Am I the only one who prefers salads that others make more than my own? Salads like this Thai Green Salad with Shrimp and Spicy Almond Dressing from my friend Danielle of Against All Grain. I’m not, right? Okay, I’ll admit that I have heard other friends say the same, so I already know I’m not alone. But I do wonder how many of you guys are right there with me and others like me.
Sometimes my friends are declaring their preference for others’ salads even as they’re serving me and other friends their own amazing salads! It still surprises me that I myself feel that way so I do feel a little better when others express that same lack of salad inspiration. What is that all about anyway?
Homemade salads can be fairly easy to make, but just like any other meal, I guess our own salads can seem, well, boring at times. Usually the salad that a friend “invents” or the colorful and appealing ingredient combos that restaurants offer just seem more exciting.

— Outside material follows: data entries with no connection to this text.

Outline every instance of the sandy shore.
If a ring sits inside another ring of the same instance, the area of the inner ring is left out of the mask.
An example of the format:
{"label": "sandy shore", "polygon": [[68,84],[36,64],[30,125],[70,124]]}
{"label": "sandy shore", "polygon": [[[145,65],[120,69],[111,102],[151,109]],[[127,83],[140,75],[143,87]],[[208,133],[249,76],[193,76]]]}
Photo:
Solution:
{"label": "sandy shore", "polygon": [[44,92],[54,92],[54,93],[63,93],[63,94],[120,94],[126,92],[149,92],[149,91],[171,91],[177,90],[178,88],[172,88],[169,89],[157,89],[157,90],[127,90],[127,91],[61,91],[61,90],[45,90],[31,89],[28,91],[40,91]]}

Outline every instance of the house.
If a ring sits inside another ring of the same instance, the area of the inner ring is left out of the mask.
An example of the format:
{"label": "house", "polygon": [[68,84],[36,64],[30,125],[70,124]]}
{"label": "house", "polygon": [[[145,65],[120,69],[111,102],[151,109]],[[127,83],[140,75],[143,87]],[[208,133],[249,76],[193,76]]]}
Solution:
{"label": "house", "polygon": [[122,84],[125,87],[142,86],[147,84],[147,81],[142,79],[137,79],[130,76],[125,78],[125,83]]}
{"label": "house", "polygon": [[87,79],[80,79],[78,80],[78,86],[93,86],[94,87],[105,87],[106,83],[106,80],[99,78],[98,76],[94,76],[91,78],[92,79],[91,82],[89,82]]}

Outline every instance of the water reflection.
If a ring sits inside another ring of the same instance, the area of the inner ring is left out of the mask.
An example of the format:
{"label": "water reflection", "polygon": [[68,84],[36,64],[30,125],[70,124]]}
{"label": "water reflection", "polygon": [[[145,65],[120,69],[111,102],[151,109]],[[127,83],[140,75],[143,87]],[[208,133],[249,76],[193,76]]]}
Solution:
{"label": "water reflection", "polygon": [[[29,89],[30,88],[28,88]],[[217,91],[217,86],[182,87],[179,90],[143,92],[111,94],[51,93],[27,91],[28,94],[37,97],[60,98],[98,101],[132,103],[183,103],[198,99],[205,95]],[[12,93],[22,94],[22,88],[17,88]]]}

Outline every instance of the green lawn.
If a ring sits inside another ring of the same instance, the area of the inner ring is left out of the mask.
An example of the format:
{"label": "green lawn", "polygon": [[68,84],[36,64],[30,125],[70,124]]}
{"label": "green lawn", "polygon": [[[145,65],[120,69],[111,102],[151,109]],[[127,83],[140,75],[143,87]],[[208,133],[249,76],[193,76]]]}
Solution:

I even created a Pinterest board a while back to help me address this problem, Because Salads Shouldn’t Be Boring. I’m definitely pinning Danielle’s Thai Green Salad with Shrimp & Spicy Almond Dressing.
Yes, I enlisted the help of Danielle, who you probably know from her blog as well as her three best-selling cookbooks: Against All Grain: Delectable Recipes to Eat Well and Feel Great; Danielle Walker’s Against All Grain: Meals Made Simple: Gluten-Free, Dairy-Free, and Paleo Recipes to Make Anytime; and Danielle Walker’s Against All Grain Celebrations: A Year of Gluten-Free, Dairy-Free, and Paleo Recipes for Every Occasion. Danielle’s blog and her cookbooks are such terrific resources!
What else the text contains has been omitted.